By the end of August 2023, the total loan amount issued by all the Slovenian financial institutions declined by 0.6% YoY but remained roughly the same MoM. Meanwhile, the average new housing loan interest rate amounted to 3.98%, an increase of 0.35 p.p. YTD, but a decline of 0.05 p.p. MoM. Lastly, the average new consumer loan interest rate amounted to 6.72%, an increase of 0.04 p.p. YTD, but a decrease of 0.07 p.p. MoM.
The latest report regarding the Slovenian banking sector has been published by the Slovenian Central Bank, BSI. According to the report, the total amount of loans issued amounted to EUR 27.1bn, which means that on a monthly basis, it remained the same, while on a YoY basis, it declined by 0.6%. This is a far cry from the double-digit (13% YoY high in September 2022) growth that was witnessed in 2022, and this continues the trend of decline present in 2023. Inside this category, housing loans amounted to EUR 8.11bn, increasing by only 0.01% MoM, and 1.64% YoY. Furthermore, corporate loans amounted to EUR 10.5bn, a decrease of 0.7% MoM, and 1.1% YoY. Finally, consumer loans amounted to EUR 2.65bn, an increase of 1.3% MoM, and 7.2% YoY.
Housing and corporate loans YoY growth rate (2017 – August 2023)
Source: BSI, InterCapital Research
This decrease clearly shows that the interest rates have increased to such an amount, that it is getting harder and harder to justify new loans, both for households and corporates. This is pretty evident if we look at the other side of the equation, i.e. the interest rates on these loans. Inside Slovenia, the new fixed housing loans had an interest rate of 3.98%, decreasing by 0.05 p.p. MoM, but increasing by 0.35 p.p. YoY. Next up, there are consumer loans, which had an average interest rate of 6.72%, representing a decrease of 0.07 p.p. MoM, but an increase of 0.04 p.p. YoY. Corporate loans, both the ones that are smaller ones (<EUR 1m), and the larger ones (>EUR 1m) recorded interest rates of 5.92%, and 4.69%, respectively. In absolute amounts, these recorded the largest changes, with the smaller loans recording a 0.25 p.p. decrease MoM, while the larger ones recorded the opposite, an increase of 0.93 p.p. MoM. On a YTD basis, the growth is even more pronounced, with the smaller loans recording a 1.23 p.p. increase, while the larger ones grew by 1.18 p.p. YTD.
Average fixed interest rates by categories (2017 – August 2023, %)**
Source: BSI, InterCapital Research
*For years until 2023, data refers to the yearly average
**In January 2023, no data is available for large corporate loans, and as such it is presented as 0
Here we can see that as the new loan production basically stagnated and then stopped, so did the increase in the interest rates, at least the ones orientated to households. This is to be expected, and increasing the loan interest rate amount right now would be even less attractive.
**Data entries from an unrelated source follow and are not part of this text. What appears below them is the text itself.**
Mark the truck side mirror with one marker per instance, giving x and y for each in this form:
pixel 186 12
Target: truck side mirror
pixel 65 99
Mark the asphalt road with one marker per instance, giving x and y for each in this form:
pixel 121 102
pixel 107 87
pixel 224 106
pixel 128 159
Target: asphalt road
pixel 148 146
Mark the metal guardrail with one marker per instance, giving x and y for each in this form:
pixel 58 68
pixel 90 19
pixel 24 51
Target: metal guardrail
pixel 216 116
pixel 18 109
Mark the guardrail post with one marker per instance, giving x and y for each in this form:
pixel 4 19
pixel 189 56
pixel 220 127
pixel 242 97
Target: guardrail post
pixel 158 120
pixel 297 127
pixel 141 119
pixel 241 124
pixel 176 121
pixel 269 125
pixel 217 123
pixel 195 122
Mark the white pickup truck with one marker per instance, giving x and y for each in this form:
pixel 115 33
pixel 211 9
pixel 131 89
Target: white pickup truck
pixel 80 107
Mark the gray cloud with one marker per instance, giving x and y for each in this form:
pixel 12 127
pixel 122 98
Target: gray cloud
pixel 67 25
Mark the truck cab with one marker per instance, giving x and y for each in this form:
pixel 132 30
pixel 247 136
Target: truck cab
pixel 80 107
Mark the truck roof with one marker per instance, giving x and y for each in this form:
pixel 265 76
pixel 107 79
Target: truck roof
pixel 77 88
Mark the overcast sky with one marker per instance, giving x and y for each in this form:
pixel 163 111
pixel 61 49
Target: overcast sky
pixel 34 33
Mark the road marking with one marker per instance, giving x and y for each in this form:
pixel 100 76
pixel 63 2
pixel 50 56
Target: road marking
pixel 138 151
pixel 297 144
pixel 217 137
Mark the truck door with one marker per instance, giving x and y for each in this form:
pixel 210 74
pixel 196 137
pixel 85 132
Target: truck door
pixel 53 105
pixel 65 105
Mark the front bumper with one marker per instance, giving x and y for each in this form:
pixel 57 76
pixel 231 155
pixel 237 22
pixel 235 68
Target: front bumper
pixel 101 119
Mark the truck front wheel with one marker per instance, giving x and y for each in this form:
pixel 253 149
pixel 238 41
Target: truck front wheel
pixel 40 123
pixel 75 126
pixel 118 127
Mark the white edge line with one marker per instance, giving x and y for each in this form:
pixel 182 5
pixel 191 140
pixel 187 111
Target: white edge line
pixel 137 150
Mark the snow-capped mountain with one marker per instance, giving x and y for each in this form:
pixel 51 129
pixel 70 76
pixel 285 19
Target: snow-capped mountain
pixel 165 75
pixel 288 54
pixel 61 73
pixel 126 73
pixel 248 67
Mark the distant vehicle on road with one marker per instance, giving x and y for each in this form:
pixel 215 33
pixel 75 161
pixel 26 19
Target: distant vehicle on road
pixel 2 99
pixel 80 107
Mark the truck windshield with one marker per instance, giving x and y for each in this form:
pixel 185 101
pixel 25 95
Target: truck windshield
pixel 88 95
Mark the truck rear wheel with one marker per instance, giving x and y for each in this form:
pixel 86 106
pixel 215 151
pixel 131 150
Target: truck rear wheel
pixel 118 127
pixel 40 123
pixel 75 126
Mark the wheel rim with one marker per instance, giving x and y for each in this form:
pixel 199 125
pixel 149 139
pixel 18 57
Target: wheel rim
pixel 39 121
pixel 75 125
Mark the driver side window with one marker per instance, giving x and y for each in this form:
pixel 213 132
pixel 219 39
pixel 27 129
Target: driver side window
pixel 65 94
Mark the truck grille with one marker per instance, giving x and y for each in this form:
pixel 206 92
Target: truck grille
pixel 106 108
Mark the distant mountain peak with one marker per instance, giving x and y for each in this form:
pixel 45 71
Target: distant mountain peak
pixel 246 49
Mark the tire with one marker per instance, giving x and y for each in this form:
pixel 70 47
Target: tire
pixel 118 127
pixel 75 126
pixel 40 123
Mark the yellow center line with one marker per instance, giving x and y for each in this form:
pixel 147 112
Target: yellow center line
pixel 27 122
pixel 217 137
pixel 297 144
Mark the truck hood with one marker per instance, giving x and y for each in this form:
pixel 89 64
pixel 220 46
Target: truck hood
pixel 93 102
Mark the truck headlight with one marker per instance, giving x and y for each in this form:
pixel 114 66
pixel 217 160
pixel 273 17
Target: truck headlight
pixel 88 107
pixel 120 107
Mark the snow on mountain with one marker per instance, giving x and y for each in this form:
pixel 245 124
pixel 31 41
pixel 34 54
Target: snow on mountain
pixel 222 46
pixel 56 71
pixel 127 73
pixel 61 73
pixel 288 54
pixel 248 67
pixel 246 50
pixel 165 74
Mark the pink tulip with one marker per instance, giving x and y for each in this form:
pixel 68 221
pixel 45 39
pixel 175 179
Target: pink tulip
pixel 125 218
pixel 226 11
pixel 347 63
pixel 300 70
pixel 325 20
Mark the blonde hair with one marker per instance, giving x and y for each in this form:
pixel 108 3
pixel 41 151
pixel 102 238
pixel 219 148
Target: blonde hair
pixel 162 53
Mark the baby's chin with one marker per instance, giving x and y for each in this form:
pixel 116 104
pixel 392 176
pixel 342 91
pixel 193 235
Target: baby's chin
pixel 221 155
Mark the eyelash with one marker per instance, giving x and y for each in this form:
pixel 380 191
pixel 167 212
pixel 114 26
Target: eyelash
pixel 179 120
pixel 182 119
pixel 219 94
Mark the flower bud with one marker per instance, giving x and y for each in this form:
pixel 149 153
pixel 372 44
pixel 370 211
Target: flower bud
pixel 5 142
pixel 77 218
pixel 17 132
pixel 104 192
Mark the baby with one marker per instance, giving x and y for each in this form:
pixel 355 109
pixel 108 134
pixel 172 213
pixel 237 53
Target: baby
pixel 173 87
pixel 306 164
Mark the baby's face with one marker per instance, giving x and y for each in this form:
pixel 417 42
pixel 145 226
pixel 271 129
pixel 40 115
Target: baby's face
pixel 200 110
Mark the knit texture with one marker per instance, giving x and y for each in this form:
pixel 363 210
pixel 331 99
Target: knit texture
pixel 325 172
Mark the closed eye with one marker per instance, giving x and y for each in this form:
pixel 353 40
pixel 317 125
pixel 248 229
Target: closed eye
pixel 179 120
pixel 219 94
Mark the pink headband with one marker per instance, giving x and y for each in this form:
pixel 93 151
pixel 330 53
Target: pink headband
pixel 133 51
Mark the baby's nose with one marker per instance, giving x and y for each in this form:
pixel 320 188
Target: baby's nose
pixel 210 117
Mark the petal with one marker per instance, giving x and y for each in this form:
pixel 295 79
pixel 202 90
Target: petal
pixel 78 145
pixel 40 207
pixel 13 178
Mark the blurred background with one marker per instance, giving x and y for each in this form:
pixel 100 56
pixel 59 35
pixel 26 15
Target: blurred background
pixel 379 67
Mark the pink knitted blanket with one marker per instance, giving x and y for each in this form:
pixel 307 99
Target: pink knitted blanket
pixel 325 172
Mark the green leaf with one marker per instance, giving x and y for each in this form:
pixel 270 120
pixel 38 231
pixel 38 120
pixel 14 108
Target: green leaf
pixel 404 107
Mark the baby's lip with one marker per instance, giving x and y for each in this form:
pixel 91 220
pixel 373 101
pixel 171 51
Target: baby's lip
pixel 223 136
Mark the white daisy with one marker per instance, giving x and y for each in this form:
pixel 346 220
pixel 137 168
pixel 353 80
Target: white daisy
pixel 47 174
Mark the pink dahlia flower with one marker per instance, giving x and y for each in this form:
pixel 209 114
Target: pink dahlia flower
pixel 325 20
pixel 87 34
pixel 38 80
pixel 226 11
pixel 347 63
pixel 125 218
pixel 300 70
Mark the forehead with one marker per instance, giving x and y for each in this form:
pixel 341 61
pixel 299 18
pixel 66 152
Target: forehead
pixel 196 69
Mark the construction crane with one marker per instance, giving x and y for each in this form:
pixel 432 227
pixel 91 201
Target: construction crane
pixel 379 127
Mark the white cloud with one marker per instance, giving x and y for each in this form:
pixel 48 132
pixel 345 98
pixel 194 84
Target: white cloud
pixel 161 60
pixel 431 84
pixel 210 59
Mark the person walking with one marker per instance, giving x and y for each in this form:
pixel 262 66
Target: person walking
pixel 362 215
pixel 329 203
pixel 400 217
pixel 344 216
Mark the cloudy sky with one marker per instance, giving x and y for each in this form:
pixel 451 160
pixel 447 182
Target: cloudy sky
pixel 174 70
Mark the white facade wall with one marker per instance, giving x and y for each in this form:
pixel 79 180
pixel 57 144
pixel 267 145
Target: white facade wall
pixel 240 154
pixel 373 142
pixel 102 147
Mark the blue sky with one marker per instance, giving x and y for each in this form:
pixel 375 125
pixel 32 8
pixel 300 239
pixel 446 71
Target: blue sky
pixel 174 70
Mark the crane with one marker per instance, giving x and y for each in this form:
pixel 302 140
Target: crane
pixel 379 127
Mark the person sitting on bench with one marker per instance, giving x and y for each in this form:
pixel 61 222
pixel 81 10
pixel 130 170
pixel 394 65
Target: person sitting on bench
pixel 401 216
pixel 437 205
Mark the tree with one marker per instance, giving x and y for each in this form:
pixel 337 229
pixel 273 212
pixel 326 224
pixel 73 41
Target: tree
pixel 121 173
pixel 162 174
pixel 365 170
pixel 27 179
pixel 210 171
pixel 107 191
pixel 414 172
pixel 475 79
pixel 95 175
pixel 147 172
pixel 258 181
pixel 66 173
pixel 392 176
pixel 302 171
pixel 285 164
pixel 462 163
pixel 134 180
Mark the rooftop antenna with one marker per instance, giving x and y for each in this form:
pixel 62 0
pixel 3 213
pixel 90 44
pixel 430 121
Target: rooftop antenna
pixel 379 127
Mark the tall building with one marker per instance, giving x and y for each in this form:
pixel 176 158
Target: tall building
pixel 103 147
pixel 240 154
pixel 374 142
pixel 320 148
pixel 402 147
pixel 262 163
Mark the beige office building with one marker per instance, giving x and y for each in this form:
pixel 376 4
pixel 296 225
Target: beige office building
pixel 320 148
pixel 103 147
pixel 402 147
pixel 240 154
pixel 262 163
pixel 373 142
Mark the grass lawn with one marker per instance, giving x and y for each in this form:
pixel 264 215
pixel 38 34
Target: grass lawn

As a point of comparison, we also included the comparison vs. Croatia, as well as the European Monetary Union, EMU.
Comparison of average fixed interest rate by categories in Slovenia vs. Croatia and EMU (August 2023, %)
Source: BSI, HNB, InterCapital Research
As of August 2023, the Slovenian housing interest rates were 0.52 p.p. higher than the ones in Croatia, and 0.30 p.p. higher than the ones in the EMU. Consumer loans meanwhile, were 0.85 p.p. higher than in Croatia, but 1.13 p.p. lower than in the EMU. Furthermore, small corporate loans had a 1.22 p.p. higher interest rate in Slovenia than in Croatia, and one 0.86 p.p. higher than in EMU. Finally, large Slovenian corporate loans had an interest rate that was 0.39 p.p. lower than in Croatia, but 0.68 p.p. higher than in the EMU.